On Oct. 20, 2025, a massive Amazon Web Services outage disrupted apps and websites worldwide, halting the normal operations of students, teachers and even airlines. Apps like Snapchat, Canvas, and Google Docs all struggled to load, leaving students and teachers scrambling to adjust. Even airline check-ins and banking systems were affected by this global outage.
According to Downdetector, a site that tracks internet problems, Amazon, Snapchat, Facebook and Delta Airlines were among the first hits. Air travel customers said they couldn’t check in for flights or see their reservations. In the U.K., customers from banks like Lloyds and Halifax reported login failures.
Amazon said the problem came from an internal system that checks the health of its network load balancers. At 4:26 a.m. ET, Amazon flagged a development of a widespread issue. The company explained that it was already working on fixes and later announced that AWS services were back to normal by 6:01 p.m. ET, although some systems still needed time to clear message backlogs.
The issue started in Amazon’s us-east-1 region, one of its largest data centers in Virginia. At 4:26 a.m. ET, Amazon flagged “significant error rates for requests made to the DynamoDB endpoint,” According to time.com, showing how one glitch in a single region could affect millions of users around the world.
The outage that hit U.S. cities the hardest, included New York, San Francisco and Los Angeles, according to Downdetector data. Nearly half of all global reports came from the East Coast.
Gaming apps and websites like Fortnite, Roblox and Clash of Clans also saw spikes in outage reports. Social media platforms such as Snapchat, Facebook and Reddit were heavily affected, with Snapchat alone seeing more than 7,000 reports at its peak. Even Microsoft 365, Duolingo, Hinge, Ring Zoom and Slack users experienced disruptions.

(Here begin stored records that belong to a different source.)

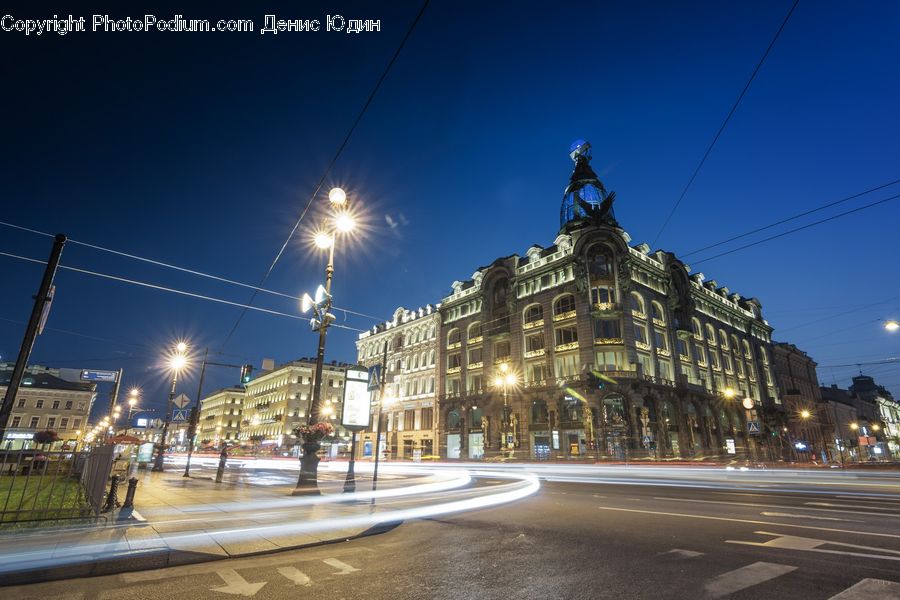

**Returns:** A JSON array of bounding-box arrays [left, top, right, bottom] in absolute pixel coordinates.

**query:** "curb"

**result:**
[[0, 521, 398, 587]]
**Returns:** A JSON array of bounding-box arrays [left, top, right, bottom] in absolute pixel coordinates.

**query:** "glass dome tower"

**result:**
[[559, 139, 616, 230]]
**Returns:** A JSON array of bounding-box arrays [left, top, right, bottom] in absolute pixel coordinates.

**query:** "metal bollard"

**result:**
[[122, 477, 138, 509], [215, 447, 228, 483], [103, 474, 121, 512]]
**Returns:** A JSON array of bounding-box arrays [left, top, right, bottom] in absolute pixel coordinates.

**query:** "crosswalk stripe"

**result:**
[[827, 578, 900, 599], [704, 562, 797, 598]]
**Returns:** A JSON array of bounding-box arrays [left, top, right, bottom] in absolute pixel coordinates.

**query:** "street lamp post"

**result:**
[[152, 342, 188, 472], [294, 188, 355, 494], [493, 363, 518, 459]]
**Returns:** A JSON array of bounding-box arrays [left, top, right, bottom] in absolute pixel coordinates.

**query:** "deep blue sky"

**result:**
[[2, 1, 899, 420]]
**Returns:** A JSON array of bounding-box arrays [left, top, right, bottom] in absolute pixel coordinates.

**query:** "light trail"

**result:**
[[0, 469, 539, 576]]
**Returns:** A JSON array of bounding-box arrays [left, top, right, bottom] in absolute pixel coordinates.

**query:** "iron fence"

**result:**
[[0, 446, 114, 524]]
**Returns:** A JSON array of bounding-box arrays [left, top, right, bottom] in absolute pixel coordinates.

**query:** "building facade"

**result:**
[[849, 375, 896, 459], [356, 305, 440, 459], [1, 370, 96, 450], [238, 359, 349, 455], [772, 343, 827, 462], [357, 141, 785, 462], [197, 387, 245, 447]]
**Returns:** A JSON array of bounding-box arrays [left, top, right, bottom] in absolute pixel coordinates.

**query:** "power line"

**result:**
[[682, 178, 900, 258], [0, 251, 367, 333], [0, 220, 382, 322], [690, 192, 900, 265], [220, 0, 430, 350], [652, 0, 800, 246]]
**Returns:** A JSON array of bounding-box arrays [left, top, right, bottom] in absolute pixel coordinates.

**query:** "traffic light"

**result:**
[[587, 370, 606, 391], [240, 364, 253, 385]]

On school campuses, the effects were easy to notice. Many students rely on cloud services like Canvas, Turnitin and Google Workspace—all of these services depend on AWS for hosting. Homework uploads stalled, emails failed to send and communication platforms became slower. Teachers had to adjust lessons, and students had to wait for services to come back online before finishing assignments or submitting work.

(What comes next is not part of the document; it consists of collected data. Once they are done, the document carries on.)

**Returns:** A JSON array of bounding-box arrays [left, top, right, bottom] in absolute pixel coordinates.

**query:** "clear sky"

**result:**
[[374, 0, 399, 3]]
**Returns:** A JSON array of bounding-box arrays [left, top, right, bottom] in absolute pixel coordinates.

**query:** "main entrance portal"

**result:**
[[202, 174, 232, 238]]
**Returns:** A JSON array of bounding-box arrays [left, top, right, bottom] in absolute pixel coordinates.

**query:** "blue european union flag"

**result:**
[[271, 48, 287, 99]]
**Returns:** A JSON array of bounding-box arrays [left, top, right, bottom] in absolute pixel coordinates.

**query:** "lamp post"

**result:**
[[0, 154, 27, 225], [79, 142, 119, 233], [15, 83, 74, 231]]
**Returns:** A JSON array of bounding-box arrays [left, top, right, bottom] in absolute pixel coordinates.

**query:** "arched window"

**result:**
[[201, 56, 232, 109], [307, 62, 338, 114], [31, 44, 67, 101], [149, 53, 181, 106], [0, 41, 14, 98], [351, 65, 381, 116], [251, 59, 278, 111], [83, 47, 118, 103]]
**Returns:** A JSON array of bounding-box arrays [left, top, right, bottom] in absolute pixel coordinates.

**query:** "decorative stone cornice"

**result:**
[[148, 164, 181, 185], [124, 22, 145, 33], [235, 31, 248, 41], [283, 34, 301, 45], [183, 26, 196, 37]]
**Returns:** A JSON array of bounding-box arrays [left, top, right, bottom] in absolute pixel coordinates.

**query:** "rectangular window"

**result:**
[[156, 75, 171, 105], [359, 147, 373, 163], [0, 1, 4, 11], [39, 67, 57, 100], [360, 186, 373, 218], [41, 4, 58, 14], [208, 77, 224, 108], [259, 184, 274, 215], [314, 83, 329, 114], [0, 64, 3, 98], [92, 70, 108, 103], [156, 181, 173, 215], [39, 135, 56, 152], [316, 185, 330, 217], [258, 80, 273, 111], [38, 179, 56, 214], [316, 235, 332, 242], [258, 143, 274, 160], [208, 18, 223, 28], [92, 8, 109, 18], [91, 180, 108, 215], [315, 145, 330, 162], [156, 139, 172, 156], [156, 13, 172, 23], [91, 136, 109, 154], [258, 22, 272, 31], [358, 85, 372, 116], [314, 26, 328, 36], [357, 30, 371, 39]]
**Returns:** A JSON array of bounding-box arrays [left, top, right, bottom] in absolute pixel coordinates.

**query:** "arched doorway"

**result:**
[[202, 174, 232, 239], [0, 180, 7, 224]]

By late afternoon, most systems were back online, but schools and businesses were still catching up. The outage caused delays in grading, scheduling and digital communication. Some teachers reported losing progress on documents. Others needed to redo attendance or reset classroom activities once the systems loaded again.

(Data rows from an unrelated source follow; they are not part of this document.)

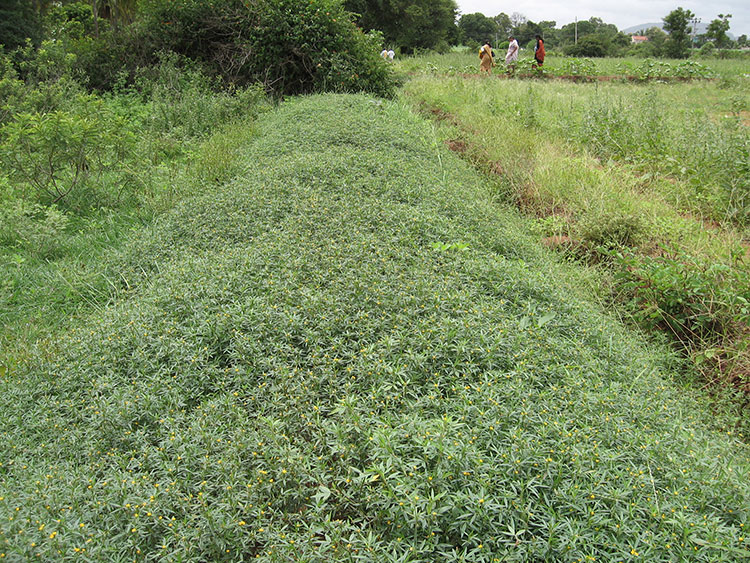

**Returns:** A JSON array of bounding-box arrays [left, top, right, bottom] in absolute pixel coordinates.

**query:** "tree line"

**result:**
[[457, 9, 747, 58], [1, 0, 747, 82]]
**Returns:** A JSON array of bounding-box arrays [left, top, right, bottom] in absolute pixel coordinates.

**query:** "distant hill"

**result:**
[[621, 22, 664, 34], [622, 21, 735, 39]]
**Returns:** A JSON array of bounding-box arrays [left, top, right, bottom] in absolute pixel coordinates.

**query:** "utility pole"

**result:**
[[690, 16, 701, 46], [575, 17, 578, 44]]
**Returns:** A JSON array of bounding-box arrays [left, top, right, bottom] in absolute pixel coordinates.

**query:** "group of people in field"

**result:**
[[479, 35, 545, 75]]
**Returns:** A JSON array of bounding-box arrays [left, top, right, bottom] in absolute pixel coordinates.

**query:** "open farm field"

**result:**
[[396, 52, 750, 81], [1, 94, 749, 562], [402, 66, 749, 424]]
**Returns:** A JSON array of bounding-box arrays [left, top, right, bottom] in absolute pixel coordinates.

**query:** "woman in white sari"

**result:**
[[505, 36, 519, 74]]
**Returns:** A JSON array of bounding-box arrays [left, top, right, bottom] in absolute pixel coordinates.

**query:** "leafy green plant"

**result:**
[[431, 240, 470, 252], [674, 60, 715, 79], [2, 94, 749, 562], [632, 58, 672, 80], [578, 210, 646, 250], [517, 57, 544, 75], [611, 247, 750, 344], [134, 52, 267, 139], [561, 57, 595, 79], [0, 108, 134, 207]]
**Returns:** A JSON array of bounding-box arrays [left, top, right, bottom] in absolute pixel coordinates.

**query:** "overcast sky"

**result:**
[[455, 1, 749, 37]]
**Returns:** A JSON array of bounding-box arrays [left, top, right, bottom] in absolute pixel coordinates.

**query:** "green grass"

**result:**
[[396, 52, 750, 81], [401, 73, 749, 415], [0, 115, 261, 368], [1, 94, 748, 561], [402, 75, 749, 241]]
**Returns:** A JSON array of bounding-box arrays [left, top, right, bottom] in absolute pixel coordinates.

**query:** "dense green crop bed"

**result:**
[[1, 95, 748, 561]]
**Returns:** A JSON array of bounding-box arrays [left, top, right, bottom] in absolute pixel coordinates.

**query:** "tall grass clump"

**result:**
[[1, 94, 748, 562], [577, 90, 749, 225]]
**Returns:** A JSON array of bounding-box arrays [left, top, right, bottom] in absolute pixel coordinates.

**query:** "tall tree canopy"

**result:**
[[493, 12, 513, 39], [344, 0, 458, 52], [558, 17, 619, 45], [457, 13, 497, 46], [705, 14, 732, 48], [662, 7, 695, 58], [0, 0, 42, 50], [131, 0, 394, 96], [555, 17, 627, 56]]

The outage revealed how dependent daily life has become on cloud-based networks. It showed that a single technical problem can interrupt routines across education, travel and banking. From schools to banks, airlines, and entertainment platforms, much of modern life now relies on systems managed by a single company. For many people, the outage served as a reminder that he tools that we use every day can fail without warning.